Google Glass Wasn't a Failure
It raised crucial concerns
Six years later, it’s still fun to make fun of Google Glass. A reference to Google Glass is shorthand for hubris, foolishness, a tech company completely missing the mark on what regular human beings like. Glass represents everything we love to mock about Silicon Valley — a bunch of nerds making ugly products that nobody actually wants to use.
But where many people see Google Glass as a cautionary tale about tech adoption failure, I see a wild success. Not for Google of course, but for the rest of us. Google Glass is a story about human beings setting boundaries and pushing back against surveillance — a tale of how a giant company’s crappy product allowed us to envision a better future.
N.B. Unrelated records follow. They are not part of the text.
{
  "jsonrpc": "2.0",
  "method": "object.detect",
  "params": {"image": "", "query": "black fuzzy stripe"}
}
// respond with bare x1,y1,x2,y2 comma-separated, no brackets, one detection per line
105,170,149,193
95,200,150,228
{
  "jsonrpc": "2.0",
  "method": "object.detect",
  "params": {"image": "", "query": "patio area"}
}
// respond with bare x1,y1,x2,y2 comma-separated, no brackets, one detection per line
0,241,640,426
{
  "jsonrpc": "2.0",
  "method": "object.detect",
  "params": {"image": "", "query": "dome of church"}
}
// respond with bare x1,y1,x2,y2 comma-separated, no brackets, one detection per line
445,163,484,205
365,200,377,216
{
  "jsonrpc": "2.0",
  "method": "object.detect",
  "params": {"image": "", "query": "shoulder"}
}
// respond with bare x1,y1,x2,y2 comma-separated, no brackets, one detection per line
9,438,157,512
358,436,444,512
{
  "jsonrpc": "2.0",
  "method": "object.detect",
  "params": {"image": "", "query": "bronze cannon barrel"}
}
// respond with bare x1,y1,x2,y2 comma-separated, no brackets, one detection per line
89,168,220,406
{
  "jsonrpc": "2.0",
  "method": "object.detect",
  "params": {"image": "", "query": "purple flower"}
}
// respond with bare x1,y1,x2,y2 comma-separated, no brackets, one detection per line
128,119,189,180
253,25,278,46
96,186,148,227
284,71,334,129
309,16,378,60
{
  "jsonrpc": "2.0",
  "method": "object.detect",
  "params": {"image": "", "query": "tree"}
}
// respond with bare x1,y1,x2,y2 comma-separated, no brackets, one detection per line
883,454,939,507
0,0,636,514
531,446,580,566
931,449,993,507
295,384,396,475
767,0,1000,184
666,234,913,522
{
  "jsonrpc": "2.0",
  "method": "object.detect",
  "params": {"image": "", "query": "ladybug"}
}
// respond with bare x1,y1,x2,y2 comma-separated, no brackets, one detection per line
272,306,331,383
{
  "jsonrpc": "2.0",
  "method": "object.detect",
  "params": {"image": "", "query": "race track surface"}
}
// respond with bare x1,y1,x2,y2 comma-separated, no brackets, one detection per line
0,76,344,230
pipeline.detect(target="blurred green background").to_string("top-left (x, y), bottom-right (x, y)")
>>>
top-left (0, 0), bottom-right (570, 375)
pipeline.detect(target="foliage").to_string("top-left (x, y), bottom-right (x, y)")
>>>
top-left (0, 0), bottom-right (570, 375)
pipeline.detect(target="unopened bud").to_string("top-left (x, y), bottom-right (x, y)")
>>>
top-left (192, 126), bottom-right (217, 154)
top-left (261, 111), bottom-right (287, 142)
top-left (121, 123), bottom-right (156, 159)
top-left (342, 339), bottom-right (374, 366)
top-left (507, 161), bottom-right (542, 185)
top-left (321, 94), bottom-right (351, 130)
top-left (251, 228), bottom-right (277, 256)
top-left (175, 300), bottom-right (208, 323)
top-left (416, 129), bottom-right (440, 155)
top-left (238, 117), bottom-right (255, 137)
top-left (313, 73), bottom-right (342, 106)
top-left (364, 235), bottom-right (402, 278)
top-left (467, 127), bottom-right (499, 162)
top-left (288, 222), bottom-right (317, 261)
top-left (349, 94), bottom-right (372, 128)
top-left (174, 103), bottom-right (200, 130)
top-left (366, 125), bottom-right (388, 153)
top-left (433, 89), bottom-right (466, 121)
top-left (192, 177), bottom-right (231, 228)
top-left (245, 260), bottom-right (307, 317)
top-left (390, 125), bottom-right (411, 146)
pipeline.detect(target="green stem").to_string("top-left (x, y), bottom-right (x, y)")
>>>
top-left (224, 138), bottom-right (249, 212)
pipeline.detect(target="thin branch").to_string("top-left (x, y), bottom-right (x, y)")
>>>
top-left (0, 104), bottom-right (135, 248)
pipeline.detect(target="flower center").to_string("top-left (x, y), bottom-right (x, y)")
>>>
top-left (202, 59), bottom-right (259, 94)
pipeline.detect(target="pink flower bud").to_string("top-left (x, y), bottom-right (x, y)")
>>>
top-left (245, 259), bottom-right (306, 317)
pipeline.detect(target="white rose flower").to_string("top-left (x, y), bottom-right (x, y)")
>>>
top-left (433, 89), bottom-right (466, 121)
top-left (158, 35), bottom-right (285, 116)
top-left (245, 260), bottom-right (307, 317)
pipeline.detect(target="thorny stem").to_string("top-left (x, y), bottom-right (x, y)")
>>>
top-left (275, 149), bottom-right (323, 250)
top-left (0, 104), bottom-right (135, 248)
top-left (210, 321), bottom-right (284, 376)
The main critique of Google Glass wasn’t really that they looked stupid (although, to be clear, they did). People were kicked out of bars for wearing Glass because the device represented a form of ubiquitous recording. Glass was outfitted with a camera that the user could activate at any time, and this, rightfully, freaked people out. The New York Times ran a front-page story about Glass, wondering whether it would mean the end of privacy as we know it. A group cheekily named Stop the Cyborgs pushed against Glass "to stop a future in which privacy is impossible and central control total." Even the bar in Seattle that briefly became famous for banning Glass did so in part because of a existing policy that forbid patrons from taking videos or photos without consent. (And because doing so would get them media attention and perhaps some new customers.)